For the IAEA to postulate that ingesting radioactive contaminated fish every day for a year exposes one to 1/3 as much radiation as a healthy outdoor lifestyle is criminal. Ridiculous that people don’t read about the difference between internal radiation exposure and external radiation exposure. After years of assurance about how professional the Nuclear Industry is with its safety and preparedness, these guys make the BP disaster look like it was handled well. I guess being subjected to propaganda about how safe low level radiation is, can brainwash even those who are professionals in the industry.
Karl – Your academic credentials must be outstanding and your scientific research must be unquestionable for you to make such a claim.
Please point us to this research that can be used to prosecute the UN-affiliated scientists that you have accused of “criminal” activity.
Karl – Pretty please?
Brian, I’m not the TEPCO Plant Operator who made the ridiculous statement to calm the public (repeated by IAEA on their own website, without taking the time to do their own assessment) that you can calculate fish and seaweed contamination when you dump 10,000 tons (not gallons or liters) of “low level” irradiated seawater (which would be impossible to be homogeneous in its contamination) likely measured for radiation with a quick crude Geiger assessment and as the statement made in the initial writeup, no isotopes are disclosed.

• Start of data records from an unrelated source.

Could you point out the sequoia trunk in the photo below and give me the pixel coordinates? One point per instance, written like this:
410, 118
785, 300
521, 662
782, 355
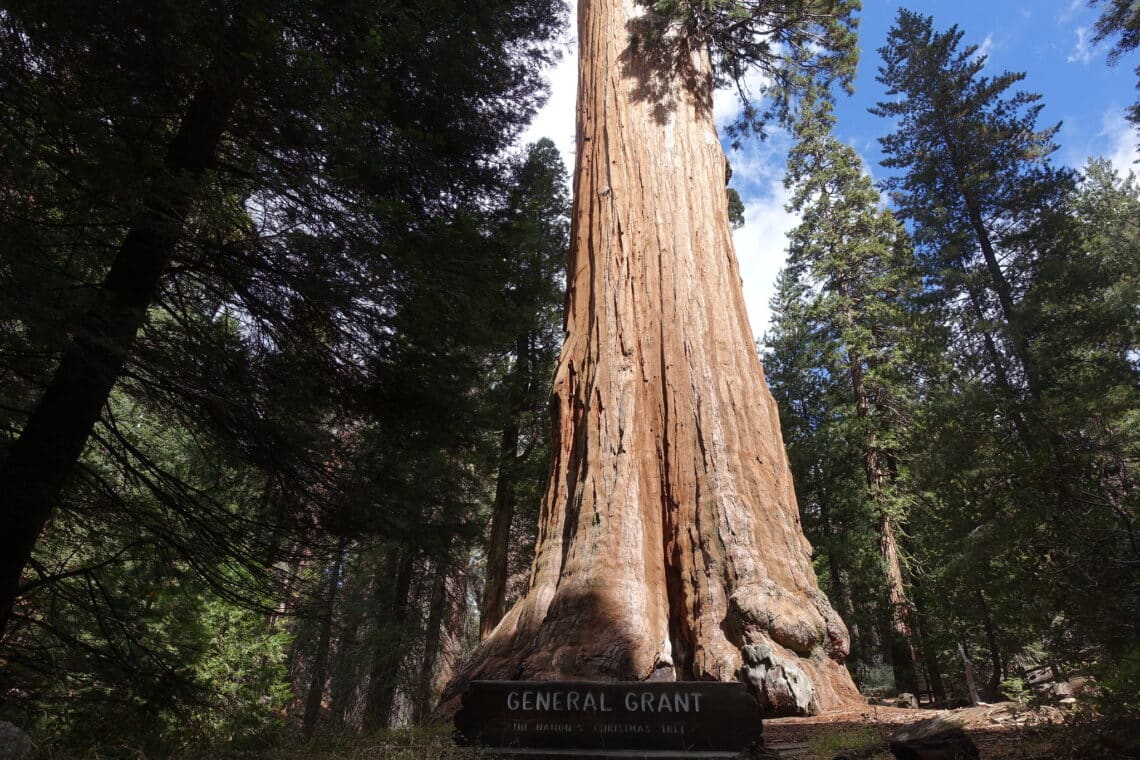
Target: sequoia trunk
669, 534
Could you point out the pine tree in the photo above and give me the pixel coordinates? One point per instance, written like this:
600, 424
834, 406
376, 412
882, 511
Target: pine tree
857, 256
230, 166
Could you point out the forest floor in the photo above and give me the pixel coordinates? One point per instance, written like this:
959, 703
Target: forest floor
1004, 730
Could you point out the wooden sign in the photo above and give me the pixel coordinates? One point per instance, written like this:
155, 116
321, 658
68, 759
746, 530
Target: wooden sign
649, 716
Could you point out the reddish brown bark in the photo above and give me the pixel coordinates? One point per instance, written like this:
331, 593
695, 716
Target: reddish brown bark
669, 536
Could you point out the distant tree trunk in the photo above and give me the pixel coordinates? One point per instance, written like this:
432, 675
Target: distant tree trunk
345, 673
669, 534
903, 658
839, 590
388, 653
316, 694
929, 658
971, 683
43, 457
995, 660
425, 691
498, 549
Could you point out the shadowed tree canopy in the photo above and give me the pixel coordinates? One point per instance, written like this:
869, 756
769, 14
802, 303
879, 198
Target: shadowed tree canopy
210, 205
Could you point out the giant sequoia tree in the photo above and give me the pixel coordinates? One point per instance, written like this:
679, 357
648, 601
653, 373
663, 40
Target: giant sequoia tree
669, 536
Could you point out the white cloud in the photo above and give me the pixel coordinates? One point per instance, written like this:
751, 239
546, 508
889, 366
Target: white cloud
1121, 139
726, 103
556, 119
1083, 51
762, 246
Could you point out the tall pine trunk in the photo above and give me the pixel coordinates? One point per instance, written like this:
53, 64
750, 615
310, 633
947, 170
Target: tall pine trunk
903, 654
315, 696
43, 457
669, 534
498, 548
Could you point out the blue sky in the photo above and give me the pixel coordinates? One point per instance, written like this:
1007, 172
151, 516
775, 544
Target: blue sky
1049, 40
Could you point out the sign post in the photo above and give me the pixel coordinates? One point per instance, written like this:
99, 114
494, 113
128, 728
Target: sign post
589, 719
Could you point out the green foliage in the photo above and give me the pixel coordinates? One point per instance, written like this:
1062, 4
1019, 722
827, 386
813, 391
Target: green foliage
1120, 17
789, 43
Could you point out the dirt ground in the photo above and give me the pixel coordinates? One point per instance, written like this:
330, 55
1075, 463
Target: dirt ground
1002, 730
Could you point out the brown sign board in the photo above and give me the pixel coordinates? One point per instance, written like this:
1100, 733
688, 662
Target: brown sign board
667, 717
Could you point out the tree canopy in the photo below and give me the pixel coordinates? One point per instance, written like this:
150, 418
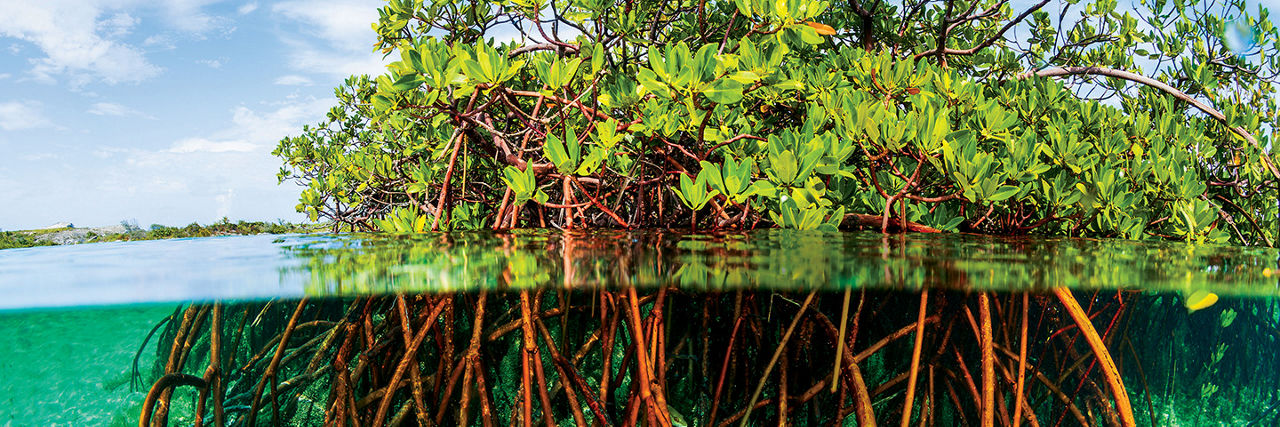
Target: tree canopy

Then they have us believe they can ascertain how much radiation you’d be exposed to if you ate said fish and seaweed daily. They state no more than .6 mSv because that sounds nice and safe.
You don’t have to be a Nuclear Physicist to smell incomplete and frankly impossible science.
Do you disagree that ingesting radioisotopes daily for a year in no way equates to external “background” radiation. I restate my assertion that ingesting radioactive isotopes will give a population a much higher rate of cancer because it stays in a person’s body and affects proximate cells, whereas the same amount of radiation when emanating from the sun and not able to pass through the skin and be absorbed, will probably not contribute to a heightened cancer rate. The radium dial workers showed us all those years ago, that internal radiation kills quickly (months and several years) at high levels. Current safe levels quoted by Health Physicists, and used by IAEA
http://hps.org/documents/risk_ps010-2.pdf
are a derivative of guesswork done in those early days of Radium poisoning, so 1930s science. We do not irradiate humans internally to see how it works out, so the only conclusive science on the matter is epidemiology.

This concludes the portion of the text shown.